Mozilla, Microsoft ditch root certificate authority under cloud of suspicion

Mozilla and Microsoft have removed root certificate authority (CA) TrustCor from their respective Firefox and Edge browsers, under a cloud of suspicion over its reported ties to spyware firms and intel agencies. Both browsers will no longer accept new TrustCor certificates, the Washington Post reports.

Root CAs are entities that authenticate keys that browsers and operating systems use to verify connections to legitimate websites. The vetting process for a root CA to be in major web browsers is expensive and lengthy, because root CA status comes with the potential for abuse, like surveillance and traffic hijacking. Firefox’s approval process, for example, takes at least two years, according to the Washington Post.

In November, the Post reported a number of concerning insights into TrustCor, including shared officers with a Panamanian spyware firm called Measurement Systems, which distributed an app software development kit (SDK) that secretly collected data on users. Measurement Systems is itself an affiliate of Packet Forensics, a firm that has pitched police on its ability to conduct man-in-the-middle attacks (that would require subverting a certificate authority). A beta version of a secure messaging program developed by TrustCor, MsgSafe.io, contained that SDK, and security researchers told the Post it wasn’t actually encrypted as advertised.

One TrustCor partner was listed as a contact for yet another firm that managed 175 million IP addresses for the Pentagon; another source told the paper that Packet Forensics technology was used to catch terrorism suspects. Adding to the list of suspicious factors, the Post found that the firm’s mailing address was a UPS Store mail drop in Toronto, while TrustCor’s website listed its leadership as a man who died months ago, and another whose LinkedIn indicated he left the company in 2019.

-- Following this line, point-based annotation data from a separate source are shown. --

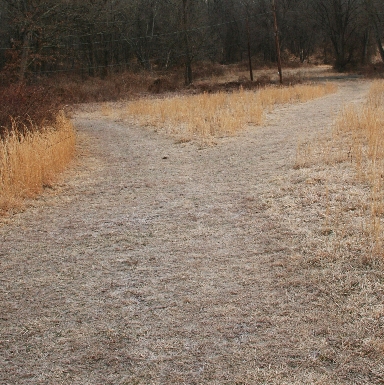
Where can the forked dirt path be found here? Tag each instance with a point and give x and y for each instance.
(163, 263)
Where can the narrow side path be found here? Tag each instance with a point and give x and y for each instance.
(159, 263)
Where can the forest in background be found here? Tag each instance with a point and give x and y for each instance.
(40, 38)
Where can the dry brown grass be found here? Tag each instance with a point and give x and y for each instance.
(212, 115)
(30, 162)
(356, 144)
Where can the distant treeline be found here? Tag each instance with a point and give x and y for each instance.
(99, 37)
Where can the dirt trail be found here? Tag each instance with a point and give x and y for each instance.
(163, 263)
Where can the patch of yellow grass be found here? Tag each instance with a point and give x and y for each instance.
(30, 162)
(212, 115)
(360, 129)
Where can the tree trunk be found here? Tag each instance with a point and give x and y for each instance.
(188, 60)
(24, 56)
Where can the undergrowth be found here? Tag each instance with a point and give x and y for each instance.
(354, 156)
(211, 115)
(31, 160)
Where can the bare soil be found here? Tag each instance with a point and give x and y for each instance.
(157, 262)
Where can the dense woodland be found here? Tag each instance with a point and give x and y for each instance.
(101, 37)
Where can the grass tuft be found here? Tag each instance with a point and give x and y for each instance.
(31, 161)
(220, 114)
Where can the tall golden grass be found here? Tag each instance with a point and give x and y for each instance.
(211, 115)
(30, 162)
(360, 130)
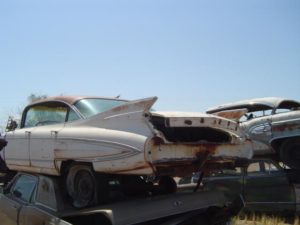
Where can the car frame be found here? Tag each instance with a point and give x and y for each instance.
(34, 199)
(91, 140)
(273, 125)
(264, 184)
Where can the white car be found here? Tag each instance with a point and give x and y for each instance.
(89, 140)
(273, 125)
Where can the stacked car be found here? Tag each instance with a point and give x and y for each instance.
(98, 144)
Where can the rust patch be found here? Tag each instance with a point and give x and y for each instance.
(285, 127)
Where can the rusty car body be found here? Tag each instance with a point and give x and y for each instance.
(35, 199)
(86, 138)
(273, 125)
(264, 184)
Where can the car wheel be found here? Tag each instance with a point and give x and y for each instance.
(290, 153)
(167, 184)
(85, 187)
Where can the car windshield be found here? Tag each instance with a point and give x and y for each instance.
(92, 106)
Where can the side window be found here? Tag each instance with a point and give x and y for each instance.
(228, 172)
(287, 106)
(256, 169)
(271, 168)
(46, 193)
(24, 187)
(45, 114)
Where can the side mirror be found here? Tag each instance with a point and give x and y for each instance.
(11, 124)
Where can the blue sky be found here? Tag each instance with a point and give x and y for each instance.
(191, 54)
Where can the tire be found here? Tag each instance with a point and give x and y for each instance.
(167, 184)
(85, 187)
(290, 153)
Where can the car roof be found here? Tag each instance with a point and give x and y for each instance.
(253, 104)
(70, 99)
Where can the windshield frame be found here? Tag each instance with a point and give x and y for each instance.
(91, 110)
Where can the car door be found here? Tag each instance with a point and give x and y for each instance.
(267, 188)
(15, 198)
(16, 153)
(49, 119)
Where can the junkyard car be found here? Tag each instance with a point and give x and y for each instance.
(273, 124)
(37, 199)
(264, 184)
(86, 138)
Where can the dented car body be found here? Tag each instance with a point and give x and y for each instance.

While no reports have indicated TrustCor abused its root CA status, in a mailing list for browser security experts, Mozilla’s Kathleen Wilson wrote that it was “unacceptable for a CA to be closely tied, through ownership and operation, to a company engaged in the distribution of malware.” TrustCor’s Rachel McPherson appeared to reply to the thread, writing that while the firm is “incredibly disappointed with this decision, we are not going to waste anyone’s time with a response to the removal right now.”

A representative from TrustCor, VP of operations Rachel McPherson, responded to IT Brew’s request for comment by pointing to a statement on its website, which dismissed the allegations as “rumour and innuendo.” The December 2 updated response insisted that “there has been no evidence or speculation that TrustCor has ever mis-issued any certificates or mishandled any key material.”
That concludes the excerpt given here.